Космологию и метафизику из высказываний Конфуция, увековеченных в трактате «Лунь Юй», вычленить было трудно. Несколько неоконфуцианцев даже опровергали, вторя кое-кому из представителей дзен-буддизма, безусловный авторитет древних манускриптов. В целом же тем не менее все сошлись на том, что в словах Конфуция можно найти все необходимое, если позволить себе их относительно вольное толкование.
Обратившись к философскому наследию Мэн-цзы, следует отметить, что определенные его представления в значительной мере противоречат деловому подходу Конфуция и воплощают в себе почти что мистический элемент, повторяющий воззрения даосов. Именно Мэн-цзы и авторы трудов, демонстрирующих влияние его взглядов, пришлись неоконфуцианцам особенно по душе. Такая тенденция уже присутствовала во времена правления династии Тан, а в период правления династии Сун она послужила поводом для составления «Четверокнижия», которое выглядит забавным сборником священных для неоконфуцианцев трактатов. В него вошли «Лунь Юй», «Мэн-цзы» и две главы «Ли цзи» в качестве самостоятельных текстов – «Да сюэ» и «Чжун юн». Нам не дано знать досконально, когда увидели свет два последних трактата, но существуют основания для того, чтобы предположить источник вдохновения для их написания, хотя бы некоторой части, в идеях Мэн-цзы. Точно так же, как дзен-буддисты утверждали, что их доктрина представляла собой эзотерическое учение Будды, предназначенное избранным и непонятное обычным народным массам, известные неоконфуцианцы претендовали на то, что в «Чжун юн» нашло свое воплощение эзотерическое учение Конфуция.

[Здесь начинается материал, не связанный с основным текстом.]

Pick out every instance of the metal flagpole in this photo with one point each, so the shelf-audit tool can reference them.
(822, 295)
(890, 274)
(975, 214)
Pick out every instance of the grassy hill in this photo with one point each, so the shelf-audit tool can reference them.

Вынужденные предлагать космологию, способную соперничать с космологией буддистов, неоконфуцианцы позаимствовали целиком некоторые идеи своих противников. Таким образом, мы обнаруживаем, как они повторяют буддистское представление о том, что вселенная непрерывно подвергается разрушению и воссозданию. Но толкуется все в китайских понятиях, однако, как функция существования инь и ян, пяти стихий, мистической нумерологии и диаграмм, служащих основанием «Книги перемен» («И цзин»).
Мы видели, что данное наставление по предсказанию судьбы, противное по всему своему смыслу философии Конфуция и раннего конфуцианства, изначально могло прижиться и получить распространение в кругах, в большой степени тяготевших к учению даосов. Но по мере все большего проникновения в конфуцианство своего рода сложных метафизических предположений росло число конфуцианцев, обращавшихся к «Книге перемен», и ко временам правления династии Хань появилась уверенность в том, что Конфуций написал к ней приложения. Такой труд, освященный традицией с благословением самого Конфуция, для неоконфуцианцев оказался божьей благодатью. Для многих из них он превратился в фактическое священное писание.
Даосы более позднего периода истории, особенно после того, как побывали под влиянием буддизма, на основе «Книги перемен» разработали изящную космологию. И не приходится сомневаться в том, что она коснулась неоконфуцианцев, сотворивших очень похожую космологию на основе той же самой книги. На самом деле китайский философ Фэн Юлань показывает, что «План Великого Предела» («Тай цзи ту») как таковой, признанный фундаментальным изложением космологии всеми неоконфуцианцами времен династии Сун (пусть даже они могли расходиться во мнении по поводу его значения), практически не отличается от диаграмм, приведенных в трудах даосов возрастом постарше. Представители одной школы неоконфуцианства обвинили своего главного конкурента в извлечении вдохновения из даосизма; из соперничающей школы пришел такой ответ, что доктрина их обвинителя больше напоминает дзен-буддизм, чем конфуцианство. На самом же деле обе школы находились под влиянием одновременно даосизма и буддизма.
Во времена династии Сун существовало большое разнообразие движения неоконфуцианства, но главными считались две его школы. Предводителем одной из этих школ, самым знаменитым из всех неоконфуцианцев и самым влиятельным китайским философом на протяжении последней тысячи лет считается Чжу Си, живший с ИЗО года по 1200 год.